Impact
StringM::from_str in the Stellar XDR library does not enforce the declared maximum length when constructing a StringM value. If an input string exceeds the allowed size, the function erroneously returns a successful result and produces a StringM that violates its length invariant. This flaw can allow callers to create malformed XDR structures that may bypass downstream validation, serialization, or other logic that assumes the invariant holds, potentially leading to logical inconsistencies, denial of service, or other integrity problems.
Affected Systems
The vulnerability affects the Stellar rs‑stellar-xdr library and CLI up to and including version 25.0.0. Systems that use this library to parse or construct XDR messages—such as Stellar network nodes, client libraries, or any application that depends on rs‑stellar-xdr—are impacted.
Risk and Exploitability
The CVSS score is 4.0, reflecting moderate severity.
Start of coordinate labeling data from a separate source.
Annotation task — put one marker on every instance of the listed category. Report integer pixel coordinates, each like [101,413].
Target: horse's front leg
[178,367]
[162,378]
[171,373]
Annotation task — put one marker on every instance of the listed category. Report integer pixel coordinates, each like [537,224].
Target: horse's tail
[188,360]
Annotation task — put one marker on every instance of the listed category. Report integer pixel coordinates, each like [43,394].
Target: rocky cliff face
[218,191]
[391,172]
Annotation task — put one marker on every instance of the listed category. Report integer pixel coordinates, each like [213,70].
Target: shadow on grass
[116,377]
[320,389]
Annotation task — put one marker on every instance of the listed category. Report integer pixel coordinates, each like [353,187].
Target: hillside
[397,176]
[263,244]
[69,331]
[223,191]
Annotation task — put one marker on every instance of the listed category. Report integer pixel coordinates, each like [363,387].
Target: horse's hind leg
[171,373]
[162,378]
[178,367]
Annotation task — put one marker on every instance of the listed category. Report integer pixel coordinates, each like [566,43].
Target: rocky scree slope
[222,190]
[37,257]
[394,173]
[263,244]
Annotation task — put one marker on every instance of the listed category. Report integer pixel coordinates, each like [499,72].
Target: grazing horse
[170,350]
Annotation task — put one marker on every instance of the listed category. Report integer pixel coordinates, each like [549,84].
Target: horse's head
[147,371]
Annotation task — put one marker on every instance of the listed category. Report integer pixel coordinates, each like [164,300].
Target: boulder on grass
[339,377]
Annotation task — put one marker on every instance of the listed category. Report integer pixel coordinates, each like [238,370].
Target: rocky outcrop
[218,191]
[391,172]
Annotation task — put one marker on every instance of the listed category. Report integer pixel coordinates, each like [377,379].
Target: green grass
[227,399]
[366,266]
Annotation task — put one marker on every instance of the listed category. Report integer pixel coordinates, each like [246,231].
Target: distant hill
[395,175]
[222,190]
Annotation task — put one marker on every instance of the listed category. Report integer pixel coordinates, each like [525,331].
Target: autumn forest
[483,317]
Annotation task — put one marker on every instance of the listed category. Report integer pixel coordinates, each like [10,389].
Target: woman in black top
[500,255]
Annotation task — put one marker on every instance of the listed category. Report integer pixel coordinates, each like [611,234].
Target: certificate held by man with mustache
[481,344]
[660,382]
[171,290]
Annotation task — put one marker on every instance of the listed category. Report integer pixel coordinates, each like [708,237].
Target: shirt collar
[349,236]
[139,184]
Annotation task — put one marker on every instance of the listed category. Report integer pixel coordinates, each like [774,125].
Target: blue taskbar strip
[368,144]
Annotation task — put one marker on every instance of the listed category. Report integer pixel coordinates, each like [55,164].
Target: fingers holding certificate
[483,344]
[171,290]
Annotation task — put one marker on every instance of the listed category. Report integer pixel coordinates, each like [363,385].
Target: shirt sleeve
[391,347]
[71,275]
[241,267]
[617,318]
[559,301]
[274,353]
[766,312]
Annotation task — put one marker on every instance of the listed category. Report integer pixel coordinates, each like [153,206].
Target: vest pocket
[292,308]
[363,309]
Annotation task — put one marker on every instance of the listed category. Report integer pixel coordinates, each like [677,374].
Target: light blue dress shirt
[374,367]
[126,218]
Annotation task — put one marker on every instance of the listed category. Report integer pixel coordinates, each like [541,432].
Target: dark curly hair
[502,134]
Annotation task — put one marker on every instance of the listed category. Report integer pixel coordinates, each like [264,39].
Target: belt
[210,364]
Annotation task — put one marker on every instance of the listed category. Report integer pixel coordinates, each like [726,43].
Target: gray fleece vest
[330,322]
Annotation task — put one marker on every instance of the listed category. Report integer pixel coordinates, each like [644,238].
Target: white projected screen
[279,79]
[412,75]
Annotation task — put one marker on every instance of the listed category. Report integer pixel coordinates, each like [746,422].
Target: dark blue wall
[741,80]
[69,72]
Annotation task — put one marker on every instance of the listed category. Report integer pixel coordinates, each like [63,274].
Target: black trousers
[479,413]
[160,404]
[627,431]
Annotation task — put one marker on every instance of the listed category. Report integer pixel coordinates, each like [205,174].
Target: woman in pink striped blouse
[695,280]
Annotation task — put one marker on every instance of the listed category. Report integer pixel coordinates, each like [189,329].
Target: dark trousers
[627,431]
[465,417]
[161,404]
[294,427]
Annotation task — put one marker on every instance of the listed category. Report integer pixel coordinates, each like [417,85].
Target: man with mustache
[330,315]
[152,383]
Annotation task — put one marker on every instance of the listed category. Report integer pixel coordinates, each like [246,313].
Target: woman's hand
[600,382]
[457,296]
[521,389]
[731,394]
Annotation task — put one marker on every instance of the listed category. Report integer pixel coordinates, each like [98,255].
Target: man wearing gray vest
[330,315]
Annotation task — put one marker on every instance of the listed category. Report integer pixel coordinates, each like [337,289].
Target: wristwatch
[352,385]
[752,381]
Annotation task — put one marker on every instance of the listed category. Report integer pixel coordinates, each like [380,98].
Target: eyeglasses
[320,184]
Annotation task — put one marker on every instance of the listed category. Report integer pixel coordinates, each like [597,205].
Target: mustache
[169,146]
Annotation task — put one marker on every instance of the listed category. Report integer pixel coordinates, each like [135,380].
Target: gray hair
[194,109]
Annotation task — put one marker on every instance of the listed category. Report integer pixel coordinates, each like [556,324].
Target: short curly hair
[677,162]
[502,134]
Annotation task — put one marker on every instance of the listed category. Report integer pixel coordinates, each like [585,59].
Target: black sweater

The EPSS score is below 1 % and the issue is not listed in the CISA KEV catalog, indicating a low likelihood of active exploitation at present. However, because the flaw enables the creation of oversized StringM objects that can trick downstream code, an attacker with the ability to supply crafted input—whether locally or remotely via an application that parses untrusted XDR—could exploit the weakness. The attack would involve feeding an oversized string to StringM::<N>::from_str or str::parse, which the affected library accepts without error. Since the flaw lies in the library itself and does not require additional conditions, its exploitability remains contingent on whether the vulnerable code path is invoked.